Neuromodulasi merupakan terapi dengan menggunakan stimulasi saraf sacral. Mekanisme yang
pasti untuk teknik ini masih belum diketahui, tetapi diduga karena adanya kegiatan interneuron
tulang belakang atau neuron adrenegik beta yang menghambat kegiatan kandung kemih.
Penggunaan kateter yang menetap sebaiknya tidak digunakan secara rutin dalam pengelolaan
inkontinensia urin karena dapat terjadi infeksi saluran kemih bahkan sampai sepsis, pembentukan
batu, abses dan bocor. Kateter menetap ini dapat digunakan bila terjadi retensi urin yang lama
sehingga menyebabkan infeksi saluran kemih atau gangguan ginjal.

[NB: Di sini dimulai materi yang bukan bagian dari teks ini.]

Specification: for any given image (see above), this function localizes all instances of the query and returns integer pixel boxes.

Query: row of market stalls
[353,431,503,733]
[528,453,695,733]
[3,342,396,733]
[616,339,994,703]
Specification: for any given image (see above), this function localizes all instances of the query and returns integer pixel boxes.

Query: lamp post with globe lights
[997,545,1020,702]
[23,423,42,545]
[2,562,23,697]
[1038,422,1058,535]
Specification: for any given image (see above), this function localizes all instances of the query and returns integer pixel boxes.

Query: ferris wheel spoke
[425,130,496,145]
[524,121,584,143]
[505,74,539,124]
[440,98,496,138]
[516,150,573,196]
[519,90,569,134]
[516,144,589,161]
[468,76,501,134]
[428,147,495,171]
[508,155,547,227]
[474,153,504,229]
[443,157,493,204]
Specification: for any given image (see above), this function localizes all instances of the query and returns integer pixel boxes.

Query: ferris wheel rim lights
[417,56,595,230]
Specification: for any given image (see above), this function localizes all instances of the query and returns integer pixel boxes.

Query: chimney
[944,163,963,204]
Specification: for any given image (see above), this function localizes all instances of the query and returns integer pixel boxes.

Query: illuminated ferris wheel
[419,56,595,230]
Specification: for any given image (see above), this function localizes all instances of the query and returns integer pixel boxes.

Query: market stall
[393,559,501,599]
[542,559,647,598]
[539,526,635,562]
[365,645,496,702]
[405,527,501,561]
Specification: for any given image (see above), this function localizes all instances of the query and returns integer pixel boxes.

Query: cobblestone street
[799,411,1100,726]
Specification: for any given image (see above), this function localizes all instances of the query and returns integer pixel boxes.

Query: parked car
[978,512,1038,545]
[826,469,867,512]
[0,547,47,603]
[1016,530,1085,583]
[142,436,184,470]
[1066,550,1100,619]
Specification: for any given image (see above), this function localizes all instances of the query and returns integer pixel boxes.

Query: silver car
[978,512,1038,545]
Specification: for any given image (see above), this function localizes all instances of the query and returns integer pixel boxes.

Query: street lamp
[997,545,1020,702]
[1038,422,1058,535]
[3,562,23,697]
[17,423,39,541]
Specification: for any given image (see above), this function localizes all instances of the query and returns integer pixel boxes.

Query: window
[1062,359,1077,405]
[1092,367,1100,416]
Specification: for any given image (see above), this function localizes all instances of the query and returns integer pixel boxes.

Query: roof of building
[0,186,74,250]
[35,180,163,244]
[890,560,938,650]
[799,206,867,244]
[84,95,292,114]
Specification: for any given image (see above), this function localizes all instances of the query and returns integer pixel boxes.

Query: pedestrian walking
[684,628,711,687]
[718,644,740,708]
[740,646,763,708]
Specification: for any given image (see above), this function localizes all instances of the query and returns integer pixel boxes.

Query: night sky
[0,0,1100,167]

Terapi farmakologis atau mendikamentosa telah dibuktikan mempunyai efek yang baik
terhadap inkontinensia tipe urge dan stress. Obat-obata yang diperlukan dapat digolongkan
menjadi : antikolinergik, antispasmodic, agonis adrenergic α, estrogen topical, antagonis
adrenegik α.

Pseudoefedrin dapat digunakan untuk tatalaksana inkontinensia urin tipe stress karena
meningkatkan tekanan sfingter uretra, sehingga menghambat pengeluaran urin. Penggunaannya
harus amat hati-hati pada pasien dengan hiertensi, aritmia jantung dan angina. Antikolinergik
dapat digunakan untuk tatalaksana inkontinensia urgensi. Oksibutinin memiliki efek
antikolinergik dan merelaksasikan otot halus. Tolterodin merupakan kompetitif blocker reseptor
M3. Uji klinik menunjukan bahwa oksibutinin dan tolterodin menyebabkan penurunan frekuensi
inkontinensia urgensi dibandingkan dengan placebo.

Tindakan operatif dilakukan atas pertimbangan yang matang dan didahului dengan
evaluasi urodinamik. Pada perempuan dengan prolapse pelvik yang signifikan dan inkontinensia
tipe stress yang tidak membaik dengan penanganan konservatif harus dilakukan upaya operatif.
Pada laki-laki dengan tanda obstruksi saluran kemih akibat hipertrofi prostat dapat dilakukan
operasi sebagai upaya pencegahan inkontinensia tipe overflow.